Asked at a Paris news conference about when an agreement might be reached, Viehbacher said the company isn’t “committed to a calendar.”
Sanofi fell 80 cents, or 1.6 percent, to 50.34 euros at the close of Paris trading. Before today, the shares had returned 2 percent including reinvested dividends over the past year, compared with a 9.7 percent return for the Bloomberg Europe Pharmaceutical Index.
Earnings in the fourth quarter excluding costs such as writedowns and merger expenses were 1.84 billion euros ($2.51 billion), or 1.41 euros a share, unchanged from the previous year. The profit was higher than the 1.76 billion-euro average estimate of 14 analysts surveyed by Bloomberg.
For the full year, earnings per share climbed 2.6 percent at constant exchange rates. Sanofi said Oct. 28 it was expecting 2010 earnings per share to be between unchanged and up 2 percent.
Last year “was the first year in which the patent cliff really became visible with generic competition for several of our products, notably Lovenox in the U.S.,” Viehbacher said.
Sanofi and Genzyme have discussed a price of about $74 a share plus potential payments tied to the performance of a Genzyme drug, four people with knowledge of the plan have said. Viehbacher declined to make any comments on price during the call with reporters today.
“All options” remain on the table regarding Genzyme, he said. Sanofi will remained “disciplined and patient” in its acquisition strategy, Viehbacher said.
“We believe Genzyme has a transformative character for Sanofi and provides the financial flexibility for the French company to continue its strategy of a targeted effort to rebuild its new drugs pipeline in pharmaceuticals,” Karl-Heinz Koch, an analyst at Helvea AG in Geneva, wrote in a Feb. 2 note to clients. He has a “neutral” rating on the stock.
Sanofi is cutting costs more quickly than expected, with 1.3 billion euros of savings in 2010, the company said.
Viehbacher has shut or sold plants and canceled the least promising research projects in a bid to trim 2 billion euros in costs and ensure earnings in 2013 are at least equal to 2008 profit. Sanofi said today that it expects to reach that cost- saving target in 2011, two years earlier than first predicted.

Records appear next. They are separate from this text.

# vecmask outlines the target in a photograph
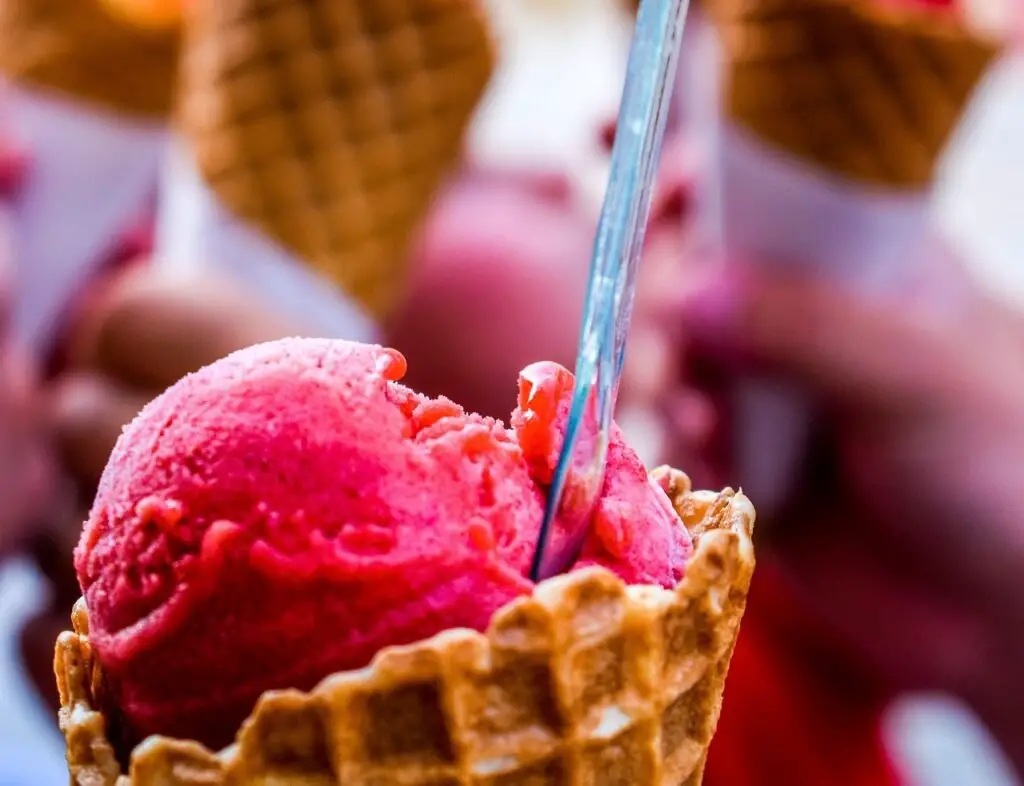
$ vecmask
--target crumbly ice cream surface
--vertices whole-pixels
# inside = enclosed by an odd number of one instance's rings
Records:
[[[482,630],[530,591],[571,374],[524,370],[506,428],[409,390],[404,372],[376,346],[263,344],[125,429],[75,566],[132,738],[227,744],[262,692]],[[577,566],[672,586],[691,552],[616,430]]]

Sales at the company slipped 5.9 percent to 7.4 billion euros at constant exchange rates during the quarter, Sanofi said. Including currency gains, sales climbed 0.5 percent.

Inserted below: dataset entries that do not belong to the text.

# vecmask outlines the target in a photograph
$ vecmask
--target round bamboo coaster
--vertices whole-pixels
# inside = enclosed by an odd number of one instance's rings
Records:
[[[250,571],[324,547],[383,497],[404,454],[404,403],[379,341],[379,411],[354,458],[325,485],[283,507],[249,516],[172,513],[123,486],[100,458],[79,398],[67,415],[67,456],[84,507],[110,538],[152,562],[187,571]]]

Research and development expenses were down 7.2 percent in the quarter, the company said.
The drugmaker lost U.S. marketing exclusivity on Lovenox in July. Lovenox sales plunged 23 percent to 582 million euros in the quarter after Novartis AG and Momenta Pharmaceuticals Inc. began selling a generic copy of the anti-clotting drug. Plavix sales fell 11 percent to 505 million euros. Vaccine sales slumped 19 percent to 890 million euros after the flu pandemic ended.

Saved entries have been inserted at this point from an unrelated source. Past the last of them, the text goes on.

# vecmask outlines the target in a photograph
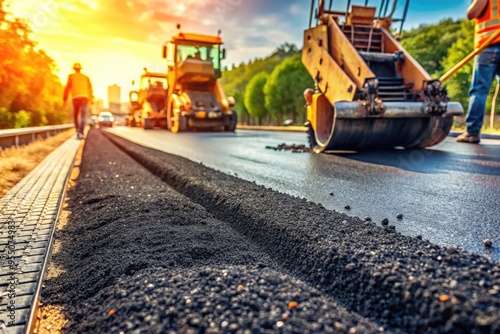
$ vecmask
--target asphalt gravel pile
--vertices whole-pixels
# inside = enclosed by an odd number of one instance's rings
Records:
[[[286,274],[101,130],[87,136],[68,198],[56,274],[42,290],[44,304],[62,306],[66,333],[380,331]]]
[[[120,277],[75,316],[78,333],[384,332],[307,284],[252,266],[143,270]]]
[[[500,332],[478,255],[101,130],[80,169],[42,292],[67,333]]]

“We know patents are expiring, we know 2011 will be tough” for Sanofi, Michael Leacock, an analyst at Royal Bank of Scotland in London, said in a telephone interview today. He recommends buying the stock.
Sanofi’s forecast for this year assumes no generic competition for the company’s Eloxatin cancer drug, and doesn’t include a possible Genzyme acquisition.
Generic copies of Eloxatin were pulled from the market last year after Sanofi won a court ruling in June. Sun Pharmaceutical Industries Ltd., one of the generic manufacturers, successfully appealed the decision, and a lower court is now considering Sun’s request to resume selling the drug.